MADRID 8 out. (EUROPA PRESS) -

O turista franco-alemão Lennart Monterlos, de 18 anos, que foi preso no Irã em junho passado quando fazia uma viagem de bicicleta, foi libertado na quarta-feira depois que um tribunal iraniano o absolveu das acusações de espionagem na segunda-feira.

O Ministério das Relações Exteriores da França confirmou em um comunicado que ele está "de volta com sua família na França". "Preso em 15 de junho no Irã, Monterlos foi detido em Bandar Abbas", disse a declaração, na qual o governo agradeceu "a todos aqueles que trabalharam para garantir sua libertação".

"Exigimos das autoridades iranianas a libertação imediata de Cécile Kohler e Jacques Paris, que estão detidos no Irã há mais de três anos", disse o ministério, referindo-se a dois outros cidadãos franceses que continuam presos.

Enquanto isso, o presidente francês Emmanuel Macron saudou a medida e confirmou que Monterlos "finalmente está livre". "A nação compartilha seu alívio e o de seus entes queridos", disse ele em uma mensagem nas mídias sociais.

"Também estou pensando em Cécile Kohler e Jacques Paris, que ainda estão arbitrariamente detidos em condições desumanas no Irã.
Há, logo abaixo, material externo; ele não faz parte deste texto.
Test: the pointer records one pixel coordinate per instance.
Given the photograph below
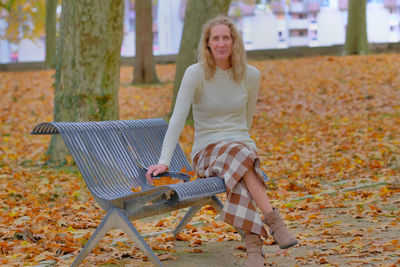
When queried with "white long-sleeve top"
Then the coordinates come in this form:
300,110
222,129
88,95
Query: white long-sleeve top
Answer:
223,110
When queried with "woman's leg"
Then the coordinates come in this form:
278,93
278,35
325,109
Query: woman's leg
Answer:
271,216
257,191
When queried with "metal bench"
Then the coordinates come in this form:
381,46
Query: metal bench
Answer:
111,156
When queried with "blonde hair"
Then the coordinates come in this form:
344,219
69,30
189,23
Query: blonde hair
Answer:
238,55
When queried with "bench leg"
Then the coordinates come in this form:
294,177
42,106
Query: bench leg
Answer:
186,219
116,218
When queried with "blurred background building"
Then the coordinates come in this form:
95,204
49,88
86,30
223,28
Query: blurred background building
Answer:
264,24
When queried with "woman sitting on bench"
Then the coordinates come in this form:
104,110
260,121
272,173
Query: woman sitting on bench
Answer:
222,90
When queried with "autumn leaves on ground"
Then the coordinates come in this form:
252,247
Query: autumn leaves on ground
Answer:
325,124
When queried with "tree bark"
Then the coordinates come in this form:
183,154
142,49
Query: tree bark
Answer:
88,65
51,34
197,13
356,31
144,68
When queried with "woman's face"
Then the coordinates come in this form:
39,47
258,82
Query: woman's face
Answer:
220,43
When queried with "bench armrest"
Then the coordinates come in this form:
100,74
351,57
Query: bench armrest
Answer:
183,176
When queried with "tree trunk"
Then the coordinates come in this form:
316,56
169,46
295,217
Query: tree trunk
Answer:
197,13
144,68
88,65
51,34
356,32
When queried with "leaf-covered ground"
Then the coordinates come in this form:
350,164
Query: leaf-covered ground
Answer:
326,124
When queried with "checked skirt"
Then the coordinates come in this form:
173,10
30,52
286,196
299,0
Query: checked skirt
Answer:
230,161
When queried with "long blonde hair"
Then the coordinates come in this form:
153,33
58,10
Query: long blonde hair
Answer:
238,55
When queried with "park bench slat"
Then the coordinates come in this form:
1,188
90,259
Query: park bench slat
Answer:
112,157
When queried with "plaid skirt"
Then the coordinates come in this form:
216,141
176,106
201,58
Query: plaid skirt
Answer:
231,161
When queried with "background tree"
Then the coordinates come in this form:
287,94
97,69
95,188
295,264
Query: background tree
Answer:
51,32
197,13
88,65
356,31
144,67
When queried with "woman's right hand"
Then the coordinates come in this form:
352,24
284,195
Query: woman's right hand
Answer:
155,170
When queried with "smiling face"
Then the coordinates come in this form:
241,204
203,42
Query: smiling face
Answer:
220,43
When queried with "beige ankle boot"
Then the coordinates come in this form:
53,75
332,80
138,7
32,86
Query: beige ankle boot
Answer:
278,230
255,256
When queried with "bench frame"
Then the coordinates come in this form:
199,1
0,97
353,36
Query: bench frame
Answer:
111,156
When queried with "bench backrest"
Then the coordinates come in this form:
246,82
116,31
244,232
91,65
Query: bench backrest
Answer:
108,153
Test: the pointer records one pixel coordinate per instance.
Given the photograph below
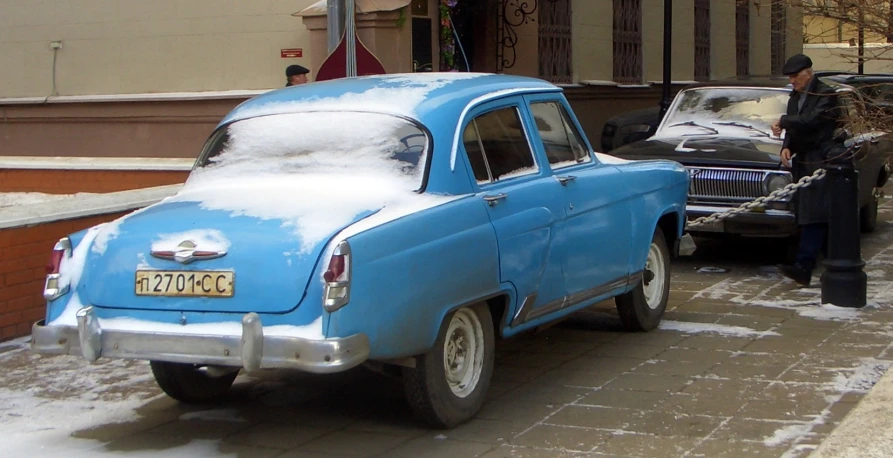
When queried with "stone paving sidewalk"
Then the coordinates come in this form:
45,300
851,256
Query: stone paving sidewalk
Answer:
745,364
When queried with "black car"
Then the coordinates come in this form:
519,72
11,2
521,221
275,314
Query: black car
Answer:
632,126
721,133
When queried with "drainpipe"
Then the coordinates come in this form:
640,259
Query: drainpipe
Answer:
335,10
668,51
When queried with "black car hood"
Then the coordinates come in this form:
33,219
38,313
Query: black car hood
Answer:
745,152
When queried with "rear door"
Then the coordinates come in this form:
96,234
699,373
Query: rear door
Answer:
524,205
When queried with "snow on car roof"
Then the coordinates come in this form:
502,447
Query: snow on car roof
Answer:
414,95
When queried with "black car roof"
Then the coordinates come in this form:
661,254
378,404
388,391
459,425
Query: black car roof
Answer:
778,81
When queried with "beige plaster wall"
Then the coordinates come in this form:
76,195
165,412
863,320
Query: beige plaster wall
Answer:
794,31
722,39
760,39
834,56
593,40
137,46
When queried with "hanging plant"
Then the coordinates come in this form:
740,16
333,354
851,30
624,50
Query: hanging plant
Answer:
447,38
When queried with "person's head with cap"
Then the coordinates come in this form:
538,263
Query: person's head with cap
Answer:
798,69
296,74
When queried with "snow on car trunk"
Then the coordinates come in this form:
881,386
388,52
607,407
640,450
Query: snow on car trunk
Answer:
250,226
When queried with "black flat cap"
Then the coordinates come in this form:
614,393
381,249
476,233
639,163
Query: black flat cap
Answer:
296,69
796,63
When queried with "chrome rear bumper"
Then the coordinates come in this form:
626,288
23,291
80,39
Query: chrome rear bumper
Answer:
251,350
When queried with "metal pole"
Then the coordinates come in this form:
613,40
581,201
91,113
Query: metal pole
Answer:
861,42
335,10
668,51
844,283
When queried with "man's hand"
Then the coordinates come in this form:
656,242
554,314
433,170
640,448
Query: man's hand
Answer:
786,157
776,128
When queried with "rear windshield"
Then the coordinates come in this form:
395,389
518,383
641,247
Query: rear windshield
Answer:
332,143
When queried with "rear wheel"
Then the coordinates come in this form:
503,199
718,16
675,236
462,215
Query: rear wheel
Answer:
448,384
189,383
642,308
868,214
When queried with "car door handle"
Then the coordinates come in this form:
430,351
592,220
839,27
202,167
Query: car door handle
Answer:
564,180
494,199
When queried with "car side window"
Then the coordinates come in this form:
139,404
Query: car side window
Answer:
497,146
561,140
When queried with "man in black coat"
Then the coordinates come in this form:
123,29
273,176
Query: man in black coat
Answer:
813,126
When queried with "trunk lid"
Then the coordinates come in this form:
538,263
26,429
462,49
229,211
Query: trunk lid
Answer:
199,251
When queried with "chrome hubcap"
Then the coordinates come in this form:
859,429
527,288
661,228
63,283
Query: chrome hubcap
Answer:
653,277
463,352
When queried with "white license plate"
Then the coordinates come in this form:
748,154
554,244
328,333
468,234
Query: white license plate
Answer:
716,226
204,283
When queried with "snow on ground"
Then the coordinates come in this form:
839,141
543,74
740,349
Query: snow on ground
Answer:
733,331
Eles devem ser libertados imediatamente", disse ele.

A detenção de Monterlos foi confirmada em julho pelo ministro das Relações Exteriores do Irã, Abbas Araqchi, que disse que o jovem era suspeito de "cometer um crime" e enfatizou que a embaixada francesa em Teerã havia sido notificada de sua situação.

Monterlos tornou-se o terceiro francês a ser preso no Irã, juntamente com Kohler e Paris, que foram presos no Irã em maio de 2022 e formalmente acusados de suposta espionagem. A França pediu repetidamente ao Irã que libertasse esses indivíduos e reclamou que as acusações contra eles são infundadas.